Banda Aceh - Pada Sabtu, 21 Juni 2025, saya mendapat kehormatan menjadi narasumber dalam Seminar Cendekiawan bertema Akselerasi Pengembangan Sektor Migas dan Pertambangan Aceh: Menuju Tata Kelola Berkelanjutan dan Kesejahteraan Masyarakat.
Seminar ini diselenggarakan oleh Organisasi Pemuda ICMI Aceh dengan menghadirkan berbagai narasumber utama, di antaranya Gubernur Aceh yang diwakili oleh Kepala Bappeda, Kepala BPMA, Rektor USK, Rektor UIN Ar-Raniry, dan Kepala Dinas ESDM. Acara tersebut dihadiri oleh lebih dari 300 peserta dari berbagai kalangan strategis masyarakat Aceh.
Aceh dan Kewenangan Khusus dalam Pengelolaan Sumber Daya Alam
Saya mengawali pembahasan dengan mengutip Pasal 18B ayat (1) UUD 1945, yang menegaskan bahwa negara mengakui dan menghormati satuan pemerintahan daerah bersifat khusus atau istimewa.
Aceh adalah satu-satunya provinsi di Indonesia yang memiliki status tersebut, diatur dalam UU Nomor 44 Tahun 1999 tentang Keistimewaan Aceh dan UU Nomor 11 Tahun 2006 tentang Pemerintahan Aceh (UUPA).
Dalam analisis saya, Aceh memiliki empat keistimewaan dan 26 kekhususan, dua di antaranya terkait pengelolaan sumber daya alam (SDA) dan pembentukan Badan Pengelolaan Minyak dan Gas Aceh (BPMA).
Namun, meskipun memiliki kewenangan khusus, kondisi sosial dan ekonomi Aceh masih memprihatinkan, sebagaimana terlihat dalam berbagai data statistik:
- Kemiskinan: 12,64% (tertinggi di Sumatera, BPS 2024).
- Korupsi: Peringkat 6 nasional (ICW 2024).
- Stunting: Peringkat 7 nasional (Kemenkes 2023).
- Indeks Pembangunan Manusia: 75,36 (peringkat 27 nasional, BPS Aceh 2024).
Persinggungan Hukum Pengelolaan SDA Tambang dan Migas
Dalam konteks hukum, penguasaan dan pengelolaan memiliki makna yang berbeda.

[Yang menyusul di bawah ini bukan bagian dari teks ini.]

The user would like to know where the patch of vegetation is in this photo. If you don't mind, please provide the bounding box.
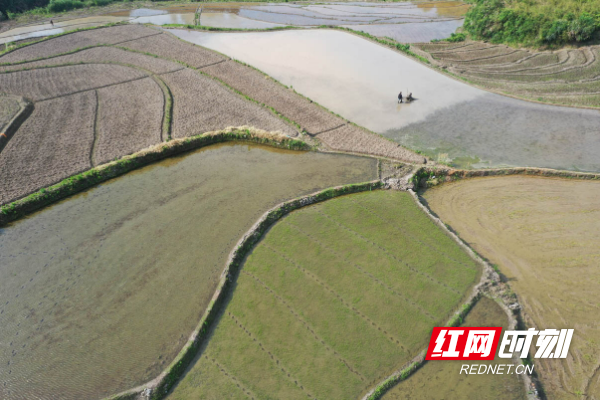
[169,190,480,399]
[463,0,600,46]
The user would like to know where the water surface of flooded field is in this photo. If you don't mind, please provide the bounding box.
[0,143,376,399]
[0,16,129,44]
[175,29,600,172]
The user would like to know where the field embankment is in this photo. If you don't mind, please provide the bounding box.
[423,175,600,399]
[415,40,600,109]
[168,190,481,400]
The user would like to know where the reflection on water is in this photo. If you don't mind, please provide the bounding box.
[0,16,128,45]
[130,12,284,29]
[173,29,600,172]
[0,143,376,399]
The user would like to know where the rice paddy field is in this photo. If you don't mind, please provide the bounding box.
[415,41,600,109]
[0,143,377,399]
[188,28,600,172]
[2,4,599,399]
[382,296,526,400]
[424,175,600,399]
[168,190,481,400]
[0,24,426,206]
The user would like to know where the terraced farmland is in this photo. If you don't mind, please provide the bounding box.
[383,297,526,400]
[415,41,600,108]
[424,175,600,400]
[169,190,480,400]
[0,24,422,205]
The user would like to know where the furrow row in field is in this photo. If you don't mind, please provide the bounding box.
[227,311,318,399]
[314,209,462,295]
[263,243,407,348]
[241,270,366,382]
[282,220,436,321]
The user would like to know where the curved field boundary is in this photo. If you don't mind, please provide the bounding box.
[0,128,310,227]
[106,180,383,400]
[411,165,600,189]
[361,189,539,400]
[0,95,32,153]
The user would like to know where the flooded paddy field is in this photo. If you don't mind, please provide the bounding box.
[168,190,480,400]
[416,42,600,109]
[0,16,129,45]
[0,24,422,208]
[175,29,600,172]
[383,297,526,400]
[1,1,467,44]
[0,142,377,399]
[423,175,600,399]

Penguasaan berkaitan dengan aspek legal yang menjadi dasar hak dan kewenangan, sedangkan pengelolaan merujuk pada aspek manajerial, seperti perencanaan dan pengawasan.

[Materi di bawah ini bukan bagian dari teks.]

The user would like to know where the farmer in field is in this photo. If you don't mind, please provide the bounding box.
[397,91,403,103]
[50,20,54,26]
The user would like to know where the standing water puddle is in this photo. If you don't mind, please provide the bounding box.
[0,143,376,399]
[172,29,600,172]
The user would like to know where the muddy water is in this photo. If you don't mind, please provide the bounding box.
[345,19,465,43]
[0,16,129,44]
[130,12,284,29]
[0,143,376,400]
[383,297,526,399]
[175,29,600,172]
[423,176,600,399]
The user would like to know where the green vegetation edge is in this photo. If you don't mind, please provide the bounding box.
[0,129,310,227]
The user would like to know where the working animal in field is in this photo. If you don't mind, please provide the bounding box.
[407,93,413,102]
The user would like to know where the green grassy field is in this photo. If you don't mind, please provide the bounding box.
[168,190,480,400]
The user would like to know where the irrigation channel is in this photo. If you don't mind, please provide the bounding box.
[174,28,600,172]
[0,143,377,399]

Perbedaan ini kerap menjadi sumber konflik regulasi, terutama dalam pengelolaan SDA di Aceh.
Pertambangan dan SDA
UUPA memberikan kewenangan kepada pemerintah kabupaten/kota di Aceh untuk mengelola SDA di darat dan laut.
Namun, UU Nomor 23 Tahun 2014 tentang Pemerintahan Daerah justru menghapus kewenangan tersebut, kecuali untuk panas bumi.
Akibatnya, banyak pemerintah kabupaten/kota kehilangan kendali atas aktivitas pertambangan yang berdampak pada lingkungan.
Pengelolaan Migas
Pasal 160 UUPA mengatur pengelolaan bersama SDA migas antara Pemerintah Pusat dan Pemerintah Aceh melalui BPMA.
Badan ini memiliki legitimasi kuat berdasarkan undang-undang.
Namun, konflik regulasi sering muncul, mengingat UU Migas juga mengatur pengelolaan migas sebagai ranah nasional.
Solusi dan Prospek Masa Depan
Untuk mengatasi konflik regulasi, beberapa solusi dapat dilakukan:
- Asas Hukum: Menggunakan asas lex specialis derogat legi generali sehingga UUPA sebagai aturan khusus dapat diberlakukan.
- Kesepakatan Bersama: Mengadopsi praktik negosiasi antara Pemerintah Aceh dan Pemerintah Pusat guna menciptakan kebijakan yang harmonis.
- Peningkatan SDM Lokal: Pemerintah Aceh bersama perguruan tinggi perlu mempersiapkan tenaga kerja lokal yang kompeten agar masyarakat Aceh dapat berkontribusi aktif dalam industri tambang dan migas.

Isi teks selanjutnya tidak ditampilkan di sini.